1. Na sua recente entrevista ao diário espanhol El País, Marcelo Rebelo de Sousa, quando perguntado sobre o seu poder de suscitar a fiscalização preventiva da constitucionalidade das leis, respondeu que nunca o exerceu, acrescentando que prefere o veto político e que "não é bom transformar o Tribunal Constitucional em árbitro político à força entre o Governo e a oposição".
É evidente que o referido poder é uma faculdade, que o Presidente exerce quando entenda justificado, não devendo ser exercido de forma leviana ou caprichosa, muito menos como sucedâneo do veto político. Mas a fiscalização preventiva tem uma função constitucional importante, que é a de impedir a entrada em vigor de leis inconstitucionais, principalmente quando os seus efeitos sejam depois de difícil reversão, se a lei vier a ser declarada inconstitucional em fiscalização sucessiva.

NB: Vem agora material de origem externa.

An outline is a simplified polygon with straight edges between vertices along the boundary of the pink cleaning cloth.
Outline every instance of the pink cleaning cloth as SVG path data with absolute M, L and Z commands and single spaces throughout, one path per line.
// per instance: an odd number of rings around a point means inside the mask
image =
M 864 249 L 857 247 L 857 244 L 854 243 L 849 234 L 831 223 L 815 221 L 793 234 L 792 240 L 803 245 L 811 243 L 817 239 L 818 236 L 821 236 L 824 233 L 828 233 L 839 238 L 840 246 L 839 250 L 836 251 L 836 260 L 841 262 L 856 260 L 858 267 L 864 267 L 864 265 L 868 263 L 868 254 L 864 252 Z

Por isso, não faz muito sentido uma renúncia, por princípio, ao exercício desse poder.
2. Pelo contrário, pode haver casos em que se impõe, política e constitucionalmente, o pedido de fiscalização preventiva da constitucionalidade.
Ainda recentemente o PR promulgou expeditamente a lei da AR que determinou a realização de um concurso extraordinário alargado de professores, aprovada por uma oportunista coligação antigovernamental da extrema-esquerda com a direita (a "Geringonça" não impõe um dever de lealdade com o Governo...), e que suscita sérias dúvidas de constitucionalidade, por criar uma despesa pública adicional de vários milhões de euros logo no corrente ano, infringindo assim a regra constitucional de que os deputados não podem fazer propostas de lei ou de alteração que aumentem a despesa prevista na lei do orçamento em execução (CRP, art. 167º-2).
Na verdade, estando o País em exigente processo de consolidação orçamental, não se compreende que o PR deixe passar sem escrutínio de legitimidade constitucional uma lei de iniciativa parlamentar que aumenta substancialmente a despesa pública com pessoal, à revelia do Governo.
3. MRS justifica a sua abstenção do recurso à fiscalização preventiva da constitucionalidade com o argumento de evitar "transformar o TC em árbitro politico à força entre o Governo e a oposição".
O argumento não procede, porém. Primeiro, porque muitas vezes podem estar em causa leis aprovadas pela própria maioria governamental ou até por unanimidade, pelo que não existe nenhum litígio entre o Governo e a oposição. Segundo, na fiscalização de constitucionalidade, preventiva ou não, não se trata em primeira linha de dirimir conflitos políticos, mas sim de verificar se uma lei é ou não conforme à Constituição, independentemente de quem a aprovou ou rejeitou.